Question

A 22g bullet traveling 210 m/s penetrates a 2.0kg block of wood and emerges going 150m/s. If the block were stationary on a frictionless plane before the collision, what is the velocity of the block after the bullet passes through

Answer 1

The final velocity of the block after the bullet passes through is 0.66 meters per second.

Step-by-step explanation:

The interaction between the bullet and the block of woods is a clear example of a perfectly inelastic collision, which can be modelled after the Principle of Momentum Conservation. There are no external forces exerted on the bullet-block system. The equation describing the collision is described below:

`m_(B)\cdot v_(B,o) + m_(W)\cdot v_(W,o) = m_(B)\cdot v_(B,f) + m_(W)\cdot v_(W,f)`

Where:

`m_(B)`,
`m_(W)`- Masses of the bullet and the block of wood, measured in kilograms.

`v_(B,o)`,
`v_(W,o)` - Initial speeds of the bullet and the block of wood, measured in meters per second.

`v_(B,f)`,
`v_(W,f)`- Final speeds of the bullet and the block of wood, measured in meters per second.

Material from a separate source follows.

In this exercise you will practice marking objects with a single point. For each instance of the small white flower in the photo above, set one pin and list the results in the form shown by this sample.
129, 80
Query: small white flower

The final speed of the block is cleared:

`v_(W,f) = (m_(B)\cdot (v_(B,o)-v_(B,f))+m_(W)\cdot v_(W,o))/(m_(W))`

`v_(W,f) = v_(W,o) + (m_(B))/(m_(W)) \cdot (v_(B,o)-v_(B,f))`

If
`v_(W,o) = 0\,(m)/(s)`,
`m_(B) = 0.022\,kg`,
`m_(W) = 2\,kg`,
`v_(B,o) = 210\,(m)/(s)` and
`v_(B,f) = 150\,(m)/(s)`, then the final velocity of the block after the bullet passes through is:

`v_(W,f) = 0\,(m)/(s)+\left((0.022\,kg)/(2\,kg)\right)\cdot \left(210\,(m)/(s)-150\,(m)/(s) \right)`

`v_(W,f) = 0.66\,(m)/(s)`

The final velocity of the block after the bullet passes through is 0.66 meters per second.